Développement de l'enfant

Kléa a connu une tristesse profonde. Marius* a sombré dans la dépression. Le parent peut accueillir, contenir et parfois aussi passer le relais. Mais pas tout solutionner. Au placard, la cape de super-héros.
Notre appel à témoignages sur la tristesse chez l’enfant sur notre page Facebook a été un bide. Trois partages et deux commentaires. Deux parents acceptent de témoigner. Deux seulement. Alors que la tristesse pourrait faire couler beaucoup d’encre, les parents se montrent réservés. Un peu comme si c’était un aveu de faiblesse de reconnaître la tristesse chez son enfant.
À l’heure où le bonheur se hisse en Graal absolu, la tristesse a mauvaise presse. Pourtant, elle fait partie de notre quotidien. Depuis le covid, encore plus. Être un enfant, c’est passer du rire aux larmes la moitié du temps, résume avec justesse Mandy Rossignol, professeure de neuropsychologie et psychopathologie à l’UMONS.
Parent pansement, parent tondeuse
C’était entre mars et mai 2020, le covid entrait dans nos vies et les écoles fermaient. Du jour au lendemain, Kléa, 10 ans et demi, se retrouve seule à la maison une partie de la journée.
« On n’a pas eu trop le choix, on travaillait tous les deux en maison de repos. Ma mère venait le matin pour assurer une présence, mais à distance et son papa rentrait manger avec elle le midi. Après cela, elle restait seule jusqu’à mon retour vers 15h30. »
Au début, Kléa donne le change et dit que les copains/copines lui manquent, mais sans plus. Progressivement, elle s’isole dans sa chambre. « Un soir, j’ai vu qu’elle avait les yeux rouges, on a dû lui tirer les vers du nez pour qu’elle dise que ça n’allait pas, qu’elle pleurait beaucoup et se sentait très triste. Je me suis tout de suite dit : ‘Merde, je n’ai rien vu, ma fille va mal et je ne m’en suis même pas rendu compte’ », confie Florence.
Comme pour toutes les émotions, la première chose à faire est de reconnaître la tristesse de l’enfant et l’accueillir, c’est-à-dire lui permettre de s’exprimer. Certains enfants, habitués à l’exercice, exprimeront facilement leur émotion verbalement. Pour d’autres, le fait de passer par un objet transitionnel comme le livre, le dessin ou des figurines facilitera l’expression.
« Pour le parent, c’est parfois difficile, car cette tristesse peut venir réveiller d’autres émotions en lui, explique Christelle Rasez, thérapeute en reconnexion émotionnelle.
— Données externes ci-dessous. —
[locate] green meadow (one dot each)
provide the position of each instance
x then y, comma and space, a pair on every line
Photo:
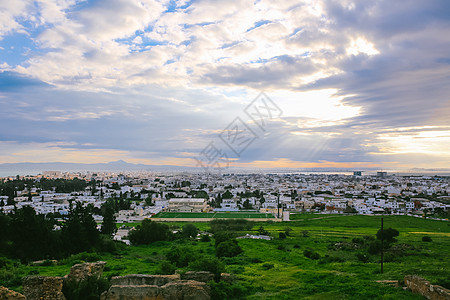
341, 267
214, 215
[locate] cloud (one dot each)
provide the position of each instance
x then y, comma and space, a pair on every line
160, 78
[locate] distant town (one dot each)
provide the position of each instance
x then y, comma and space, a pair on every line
148, 194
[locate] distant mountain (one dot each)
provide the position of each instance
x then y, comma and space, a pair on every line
12, 169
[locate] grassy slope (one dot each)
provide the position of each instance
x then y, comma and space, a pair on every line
294, 276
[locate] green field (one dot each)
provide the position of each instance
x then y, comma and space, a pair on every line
278, 269
214, 215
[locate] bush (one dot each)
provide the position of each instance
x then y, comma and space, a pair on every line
230, 225
221, 236
309, 253
388, 235
189, 230
205, 238
87, 289
359, 241
228, 248
374, 247
281, 247
149, 232
362, 257
180, 256
226, 291
426, 239
210, 264
166, 268
267, 266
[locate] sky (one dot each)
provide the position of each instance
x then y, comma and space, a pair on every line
215, 83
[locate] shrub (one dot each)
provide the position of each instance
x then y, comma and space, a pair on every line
262, 231
149, 232
388, 257
87, 289
426, 239
374, 247
388, 235
359, 241
205, 238
190, 230
311, 254
287, 231
166, 268
267, 266
210, 264
362, 257
221, 236
180, 256
226, 291
228, 248
230, 225
236, 269
281, 247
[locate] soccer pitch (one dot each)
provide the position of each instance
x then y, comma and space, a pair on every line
214, 215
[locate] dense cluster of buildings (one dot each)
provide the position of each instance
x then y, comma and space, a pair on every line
269, 193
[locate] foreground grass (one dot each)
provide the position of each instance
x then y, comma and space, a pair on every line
278, 269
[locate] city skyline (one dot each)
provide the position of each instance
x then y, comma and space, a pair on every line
358, 85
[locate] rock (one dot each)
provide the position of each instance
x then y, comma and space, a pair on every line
201, 276
227, 277
173, 290
131, 292
43, 288
423, 287
186, 290
140, 279
82, 271
7, 294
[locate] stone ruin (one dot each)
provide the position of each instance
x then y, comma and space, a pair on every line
46, 288
155, 287
187, 286
421, 286
7, 294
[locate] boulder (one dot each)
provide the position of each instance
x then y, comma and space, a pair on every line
82, 271
43, 288
202, 276
421, 286
7, 294
131, 292
185, 290
140, 279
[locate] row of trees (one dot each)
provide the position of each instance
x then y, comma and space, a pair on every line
28, 236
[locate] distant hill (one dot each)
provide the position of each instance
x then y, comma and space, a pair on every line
12, 169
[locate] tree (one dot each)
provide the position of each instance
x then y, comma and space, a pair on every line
247, 204
209, 264
388, 235
227, 195
262, 231
80, 229
228, 248
149, 232
31, 235
109, 220
190, 230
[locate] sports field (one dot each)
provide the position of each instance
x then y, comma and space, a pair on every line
214, 215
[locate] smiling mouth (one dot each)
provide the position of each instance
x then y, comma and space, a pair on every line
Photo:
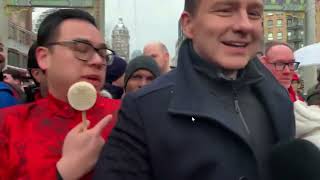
236, 44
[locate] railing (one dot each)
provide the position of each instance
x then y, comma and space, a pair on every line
20, 34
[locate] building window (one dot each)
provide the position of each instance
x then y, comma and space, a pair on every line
289, 22
279, 23
270, 36
279, 35
13, 58
270, 23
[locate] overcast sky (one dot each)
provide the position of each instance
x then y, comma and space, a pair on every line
147, 20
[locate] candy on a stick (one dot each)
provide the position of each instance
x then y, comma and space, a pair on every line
82, 96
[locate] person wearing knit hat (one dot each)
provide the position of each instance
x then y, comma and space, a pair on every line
140, 72
40, 88
115, 77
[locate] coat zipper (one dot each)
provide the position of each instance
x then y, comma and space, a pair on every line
238, 110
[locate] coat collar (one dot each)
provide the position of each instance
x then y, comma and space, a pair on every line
198, 105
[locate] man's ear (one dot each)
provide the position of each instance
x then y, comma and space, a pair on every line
187, 24
42, 56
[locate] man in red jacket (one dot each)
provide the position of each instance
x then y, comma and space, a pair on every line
279, 59
40, 139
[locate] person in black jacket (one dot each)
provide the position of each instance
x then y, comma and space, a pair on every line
215, 117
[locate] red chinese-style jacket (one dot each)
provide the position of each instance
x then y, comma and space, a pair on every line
32, 135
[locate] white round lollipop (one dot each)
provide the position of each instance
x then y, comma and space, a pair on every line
82, 96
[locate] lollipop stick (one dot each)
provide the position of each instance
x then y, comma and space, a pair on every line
84, 120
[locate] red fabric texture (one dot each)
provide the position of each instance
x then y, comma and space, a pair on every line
31, 135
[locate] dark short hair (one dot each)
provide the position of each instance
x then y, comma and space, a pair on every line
191, 6
48, 29
271, 44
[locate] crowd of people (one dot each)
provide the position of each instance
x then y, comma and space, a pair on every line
218, 115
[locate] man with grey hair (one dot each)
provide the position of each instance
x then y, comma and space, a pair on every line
159, 52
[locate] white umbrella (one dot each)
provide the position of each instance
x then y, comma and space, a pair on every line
308, 55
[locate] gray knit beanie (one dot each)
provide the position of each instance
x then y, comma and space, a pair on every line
141, 62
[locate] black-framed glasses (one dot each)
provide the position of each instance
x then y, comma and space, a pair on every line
84, 50
279, 66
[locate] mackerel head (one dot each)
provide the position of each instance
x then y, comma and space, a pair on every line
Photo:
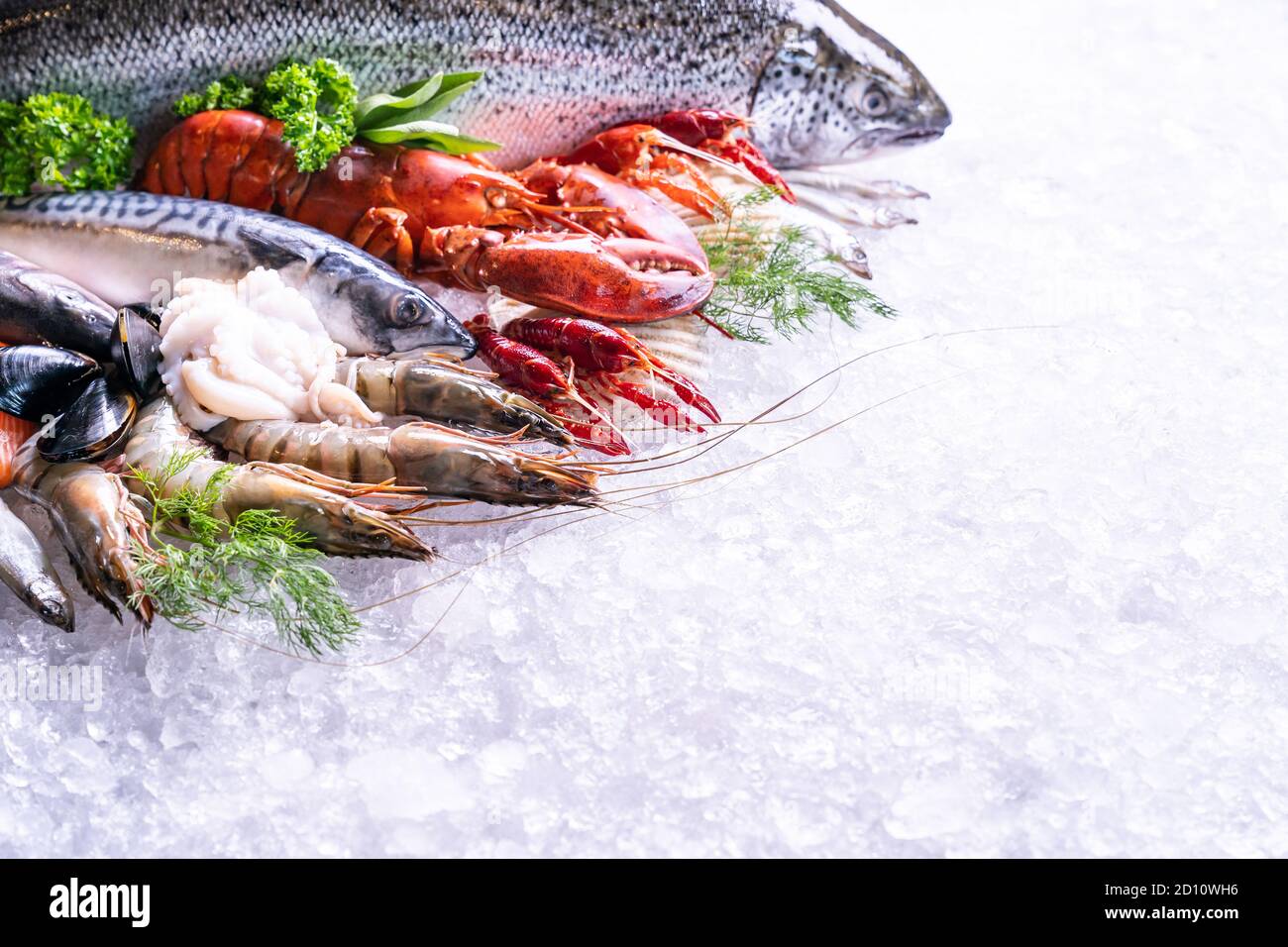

Pourtant, c’est très important que l’enfant sache qu’il y a un espace où cette émotion peut sortir. On a toujours trop tendance en tant que parent à mettre notre cape de superhéros pour sauver nos enfants. Mais ils ont surtout besoin que l’on permette à leur émotion d’exister, que le parent la reconnaisse. »
Ce réflexe parental de vouloir à tout prix évacuer la tristesse est aussi évoqué par Cindy Mottrie, professeure à l’ULB au sein du service de psychologie du développement et de la famille.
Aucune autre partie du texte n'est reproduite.